Solution:
Our smart city project features an innovative IoT device designed for environmental monitoring in urban areas. Central to this device is the Pycom LoPy4 board, equipped with an ESP32 chipset and programmed using MicroPython, running on FreeRTOS for efficiency. The device is fitted with sensors to measure air quality, specifically PM2.5 and CO2 levels, and it also monitors noise pollution and detects structural movements, important for urban health and safety. The device is powered by a Voltaic solar panel, supporting eco-friendly operations with renewable energy. It includes a durable Li-Ion battery, managed by a Texas Instruments controller for effective power usage. An integrated algorithm optimizes the use of solar energy, adjusting to varying sunlight conditions. Data handling in this device is efficient, with algorithms that compress sensor data to conserve power. It transmits environmental data reliably using BLE and LoRa technologies, contributing to smarter and more environmentally conscious urban management.
Main Board
At the core of our IoT device is the Pycom LoPy4 board, which operates using an ESP32 chipset.

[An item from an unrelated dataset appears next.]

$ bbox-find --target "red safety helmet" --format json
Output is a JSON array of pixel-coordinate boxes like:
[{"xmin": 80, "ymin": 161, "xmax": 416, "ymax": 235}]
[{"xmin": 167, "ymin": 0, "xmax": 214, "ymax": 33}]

This board is programmed with MicroPython, chosen for its effectiveness and user-friendly nature for developing the device’s software. This advanced programming is backed by FreeRTOS, a real-time operating system pre-installed on the ESP32. FreeRTOS handles essential tasks like scheduling activities in real time and allocating resources efficiently. Our MicroPython code interacts with the hardware, sensors, and communication methods while FreeRTOS manages background operations.
Sensors
PM2.5 Monitoring
The device employs the Panasonic SN-GCJA5 sensor for PM2.5 detection.
This sensor utilizes laser technology for precise measurement of particulate matter, even particles as small as 0.3μm. An internal fan assists in particle detection, and the sensor offers real-time data updates. Its compact design and prolonged lifespan make it suitable for space-efficient devices.
CO2 Measurement
CO2 levels are monitored using the S-300-3V 2000PPM UART I2C ELT SENSOR.
This sensor uses Non-Dispersive Infrared (NDIR) technology to provide accurate CO2 readings. It functions effectively over various temperature and humidity conditions and offers a compact size for easy integration. Its communication versatility (I2C and UART) aligns well with our device’s design.
Noise and Shock Detection
The EC1080 sensor in our device is capable of detecting noise pollution and shock events.
It operates efficiently in a low-power mode, activating to measure noise or motion based on specific thresholds. This functionality is essential for monitoring urban environments for noise pollution and structural disturbances, contributing to battery conservation and device longevity.
Humidity and Temperature
We also integrated the SHTC3 sensor for advanced humidity and temperature measurements.
It features Sensirion’s CMOSens® Technology, combining a single chip’s humidity and temperature sensors. The sensor’s wide measurement range, high accuracy, and low power consumption were integral to our choice.
Power System
Solar Panel
The device’s power source is a Voltaic 5-watt, 6-volt solar panel, selected for its efficiency and outdoor suitability.
The panel is lightweight, waterproof, and UV-resistant, ensuring durability. It is compact (148 x 223 x 4 mm) and does not add significant bulk. The panel’s peak output of 5.75 Watts at 6.12V more than suffices for the device’s power needs, even after adjusting the voltage to the device’s 3.6V operational level.
Battery and Charging Management
A 5200mAh Li-Ion battery was chosen for its high energy storage capacity and compact size.
The battery’s charging process is managed by the Texas Instruments BQ24259 controller, which efficiently handles different charging stages.
This process enhances the battery’s lifespan and ensures a consistent power supply to the device.
MPPT Algorithm Integration
The device includes a specially developed Maximum Power Point Tracking (MPPT) algorithm in its firmware. This algorithm continually adjusts the solar panel’s load to ensure operation at the Maximum Power Point, maximizing energy harvesting. It adapts to changes in solar intensity and other environmental factors, ensuring efficient power extraction. The algorithm also effectively manages the voltage transformation from the panel’s 6.12V output to the device’s 3.6V operation.
Data Handling
Custom algorithms for sensor data normalization and compression have been implemented. These algorithms optimize the size of the data for transmission, playing an important role in conserving power during wireless communication.
Data transmission utilizes BLE for short-range, power-efficient communication and LoRa for longer-range transmissions. This dual-method approach provides flexibility in reliable and adaptable data transmission in various urban scenarios.